We report that the protein kinase Cι (PKCι) oncogene controls expression of NOTCH3, a key driver of stemness, in KRAS-mediated lung adenocarcinoma (LADC). PKCι activates NOTCH3 expression by phosphorylating the ELF3 transcription factor and driving ELF3 occupancy on the NOTCH3 promoter. PKCι-ELF3-NOTCH3 signaling controls the tumor-initiating cell phenotype by regulating asymmetric cell division, a process necessary for tumor initiation and maintenance.

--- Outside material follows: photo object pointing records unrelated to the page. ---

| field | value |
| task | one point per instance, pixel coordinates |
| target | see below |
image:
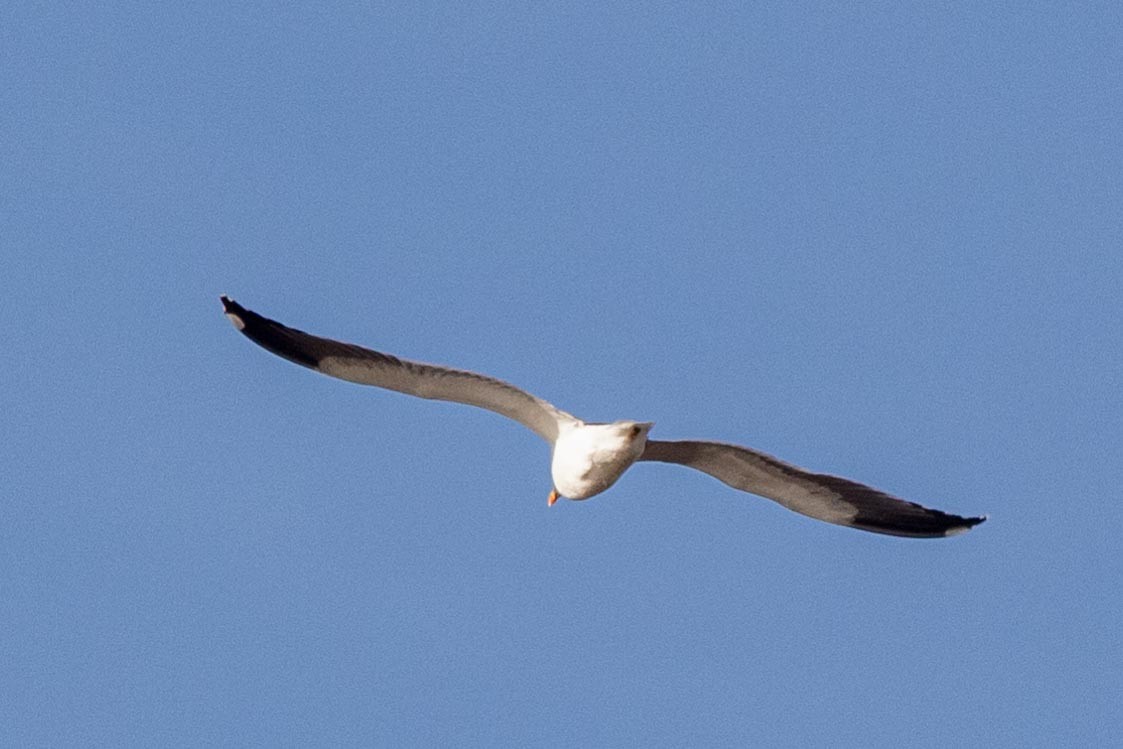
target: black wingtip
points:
(965, 524)
(235, 311)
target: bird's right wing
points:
(370, 367)
(822, 496)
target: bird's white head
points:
(590, 457)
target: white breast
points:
(590, 458)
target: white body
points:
(590, 458)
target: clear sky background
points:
(879, 240)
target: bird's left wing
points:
(370, 367)
(822, 496)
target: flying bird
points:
(589, 457)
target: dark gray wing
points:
(821, 496)
(368, 367)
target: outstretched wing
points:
(821, 496)
(368, 367)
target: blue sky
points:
(877, 240)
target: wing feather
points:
(823, 496)
(370, 367)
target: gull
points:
(589, 457)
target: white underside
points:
(590, 458)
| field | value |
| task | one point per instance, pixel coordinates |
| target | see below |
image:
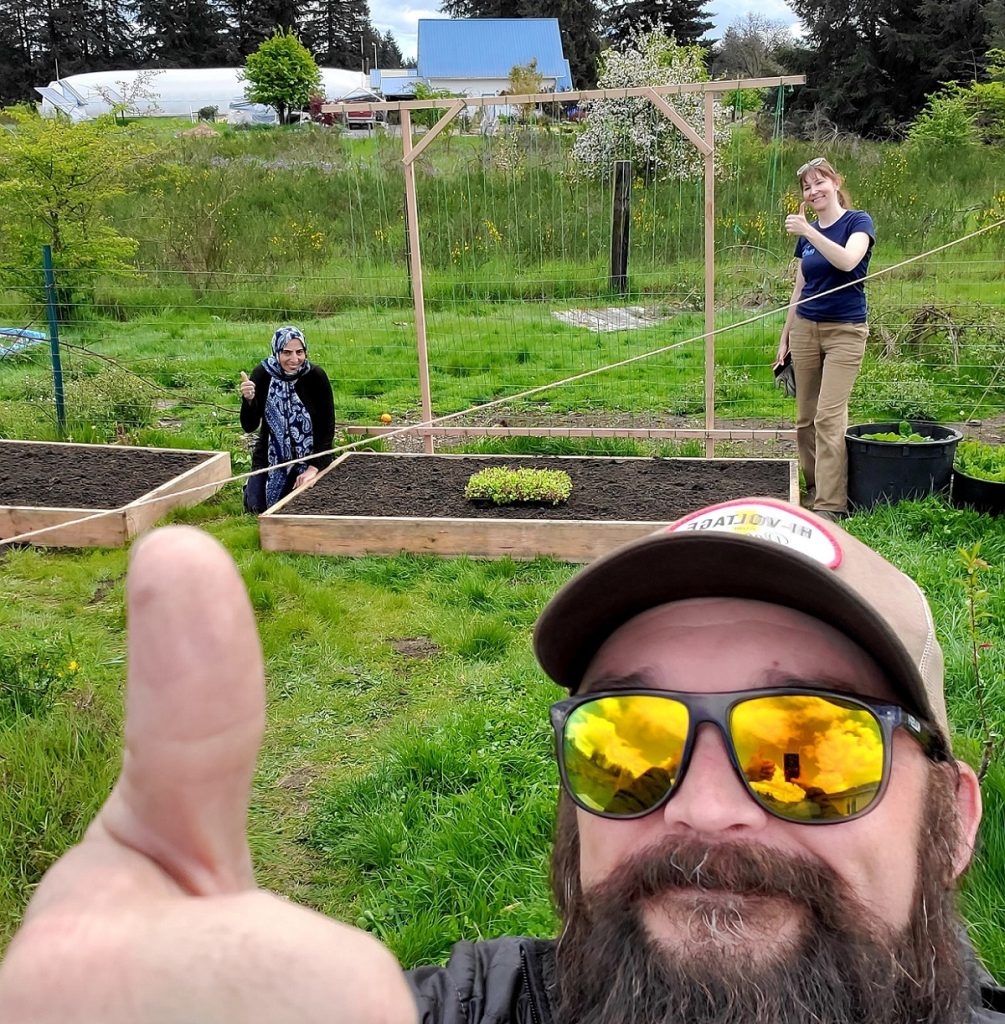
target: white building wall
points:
(173, 92)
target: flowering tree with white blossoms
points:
(633, 128)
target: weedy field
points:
(407, 781)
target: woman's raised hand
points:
(796, 223)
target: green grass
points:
(407, 781)
(414, 794)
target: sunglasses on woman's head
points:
(815, 162)
(806, 756)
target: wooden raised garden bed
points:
(45, 483)
(367, 503)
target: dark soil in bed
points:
(98, 477)
(652, 489)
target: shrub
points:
(896, 389)
(946, 120)
(505, 485)
(113, 396)
(986, 462)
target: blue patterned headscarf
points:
(290, 427)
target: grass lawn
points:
(407, 782)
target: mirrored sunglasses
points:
(815, 162)
(806, 756)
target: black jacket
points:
(315, 390)
(510, 981)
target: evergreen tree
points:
(995, 13)
(579, 23)
(388, 52)
(251, 23)
(336, 32)
(876, 60)
(21, 50)
(183, 33)
(750, 48)
(686, 20)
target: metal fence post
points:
(620, 224)
(50, 308)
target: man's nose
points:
(711, 799)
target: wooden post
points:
(710, 273)
(620, 225)
(52, 310)
(408, 246)
(418, 298)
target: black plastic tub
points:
(894, 471)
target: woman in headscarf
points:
(292, 401)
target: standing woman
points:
(826, 333)
(292, 400)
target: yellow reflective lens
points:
(808, 758)
(622, 753)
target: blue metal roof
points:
(489, 47)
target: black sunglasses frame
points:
(716, 710)
(815, 162)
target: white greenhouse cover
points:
(171, 92)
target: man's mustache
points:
(741, 868)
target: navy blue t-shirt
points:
(848, 305)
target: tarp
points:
(26, 339)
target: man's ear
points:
(968, 809)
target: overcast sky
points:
(402, 16)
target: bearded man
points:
(761, 818)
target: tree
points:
(684, 19)
(876, 60)
(634, 129)
(251, 23)
(995, 13)
(526, 80)
(750, 48)
(283, 74)
(55, 177)
(338, 32)
(183, 33)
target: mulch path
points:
(84, 476)
(650, 489)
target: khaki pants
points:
(826, 358)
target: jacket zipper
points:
(535, 1016)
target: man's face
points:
(719, 644)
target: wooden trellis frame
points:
(660, 96)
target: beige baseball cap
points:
(764, 550)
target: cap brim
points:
(665, 567)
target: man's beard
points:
(841, 966)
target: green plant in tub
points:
(983, 462)
(905, 432)
(505, 485)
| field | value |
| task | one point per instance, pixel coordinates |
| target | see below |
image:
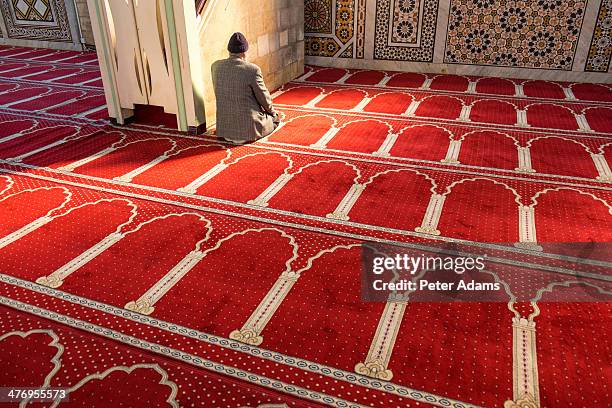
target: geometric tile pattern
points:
(405, 21)
(331, 27)
(600, 52)
(44, 20)
(527, 34)
(405, 30)
(33, 10)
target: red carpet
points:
(189, 272)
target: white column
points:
(471, 87)
(427, 84)
(317, 99)
(465, 113)
(364, 102)
(525, 364)
(263, 199)
(324, 140)
(527, 229)
(347, 203)
(524, 155)
(192, 187)
(432, 215)
(583, 124)
(25, 230)
(385, 148)
(569, 94)
(82, 162)
(414, 105)
(379, 354)
(145, 304)
(134, 173)
(452, 155)
(56, 279)
(521, 118)
(602, 167)
(250, 333)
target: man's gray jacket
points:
(244, 105)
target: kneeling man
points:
(244, 105)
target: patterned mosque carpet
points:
(146, 267)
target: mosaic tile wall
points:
(335, 28)
(405, 30)
(39, 23)
(527, 34)
(537, 35)
(601, 44)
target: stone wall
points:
(274, 29)
(548, 39)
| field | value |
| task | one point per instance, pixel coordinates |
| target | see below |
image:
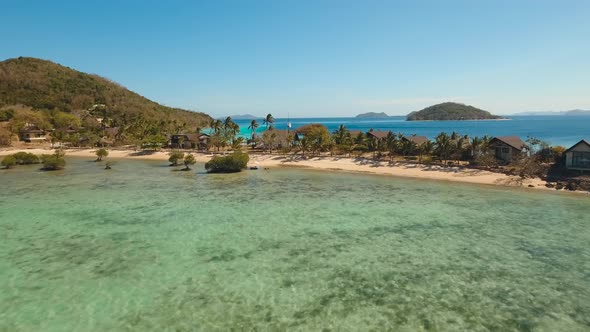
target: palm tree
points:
(340, 135)
(216, 125)
(268, 121)
(253, 125)
(392, 145)
(424, 149)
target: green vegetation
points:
(189, 160)
(25, 158)
(451, 111)
(53, 162)
(81, 108)
(229, 164)
(101, 153)
(8, 161)
(175, 157)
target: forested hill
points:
(48, 87)
(451, 111)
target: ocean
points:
(556, 130)
(143, 247)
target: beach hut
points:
(418, 140)
(577, 157)
(32, 134)
(507, 148)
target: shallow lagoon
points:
(142, 247)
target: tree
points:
(53, 162)
(232, 163)
(189, 160)
(268, 121)
(253, 125)
(101, 153)
(8, 161)
(175, 157)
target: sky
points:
(318, 58)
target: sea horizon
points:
(555, 130)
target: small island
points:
(372, 115)
(451, 111)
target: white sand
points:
(363, 165)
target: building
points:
(418, 140)
(578, 156)
(33, 134)
(188, 141)
(379, 135)
(507, 148)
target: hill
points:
(372, 115)
(451, 111)
(48, 89)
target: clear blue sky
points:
(318, 58)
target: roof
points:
(354, 133)
(513, 141)
(418, 140)
(378, 134)
(580, 142)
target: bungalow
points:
(33, 134)
(189, 141)
(507, 148)
(578, 156)
(418, 140)
(379, 135)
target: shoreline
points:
(332, 164)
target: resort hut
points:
(378, 134)
(418, 140)
(507, 148)
(578, 156)
(188, 141)
(33, 134)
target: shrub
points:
(101, 153)
(189, 160)
(52, 162)
(229, 164)
(25, 158)
(175, 156)
(8, 161)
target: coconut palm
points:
(268, 121)
(253, 125)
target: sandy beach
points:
(361, 165)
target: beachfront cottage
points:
(578, 156)
(507, 148)
(188, 141)
(32, 134)
(379, 135)
(418, 140)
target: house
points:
(578, 156)
(418, 140)
(33, 134)
(379, 135)
(188, 141)
(507, 148)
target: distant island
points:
(576, 112)
(451, 111)
(245, 117)
(372, 115)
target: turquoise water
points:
(557, 130)
(146, 248)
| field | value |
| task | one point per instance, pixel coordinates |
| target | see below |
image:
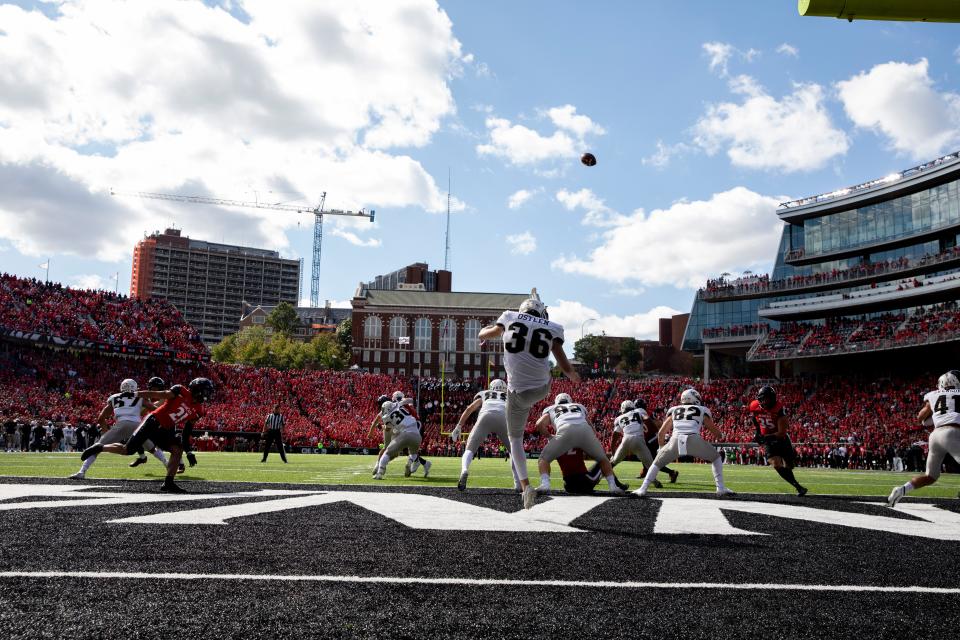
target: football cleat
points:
(529, 497)
(94, 450)
(171, 487)
(895, 496)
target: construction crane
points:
(318, 213)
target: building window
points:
(398, 329)
(448, 335)
(471, 339)
(423, 340)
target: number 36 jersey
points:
(688, 418)
(527, 341)
(945, 406)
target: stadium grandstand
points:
(836, 420)
(865, 278)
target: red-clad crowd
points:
(336, 409)
(925, 326)
(54, 310)
(724, 287)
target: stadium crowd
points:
(49, 398)
(51, 309)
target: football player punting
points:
(127, 410)
(181, 407)
(770, 422)
(572, 432)
(630, 425)
(529, 338)
(685, 422)
(492, 419)
(405, 434)
(943, 407)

Primary LADC tumors exhibit PKCι-ELF3-NOTCH3 signaling, and combined pharmacologic blockade of PKCι and NOTCH synergistically inhibits tumorigenic behavior in vitro and LADC growth in vivo demonstrating the therapeutic potential of PKCι-ELF3-NOTCH3 signal inhibition to more effectively treat KRAS LADC.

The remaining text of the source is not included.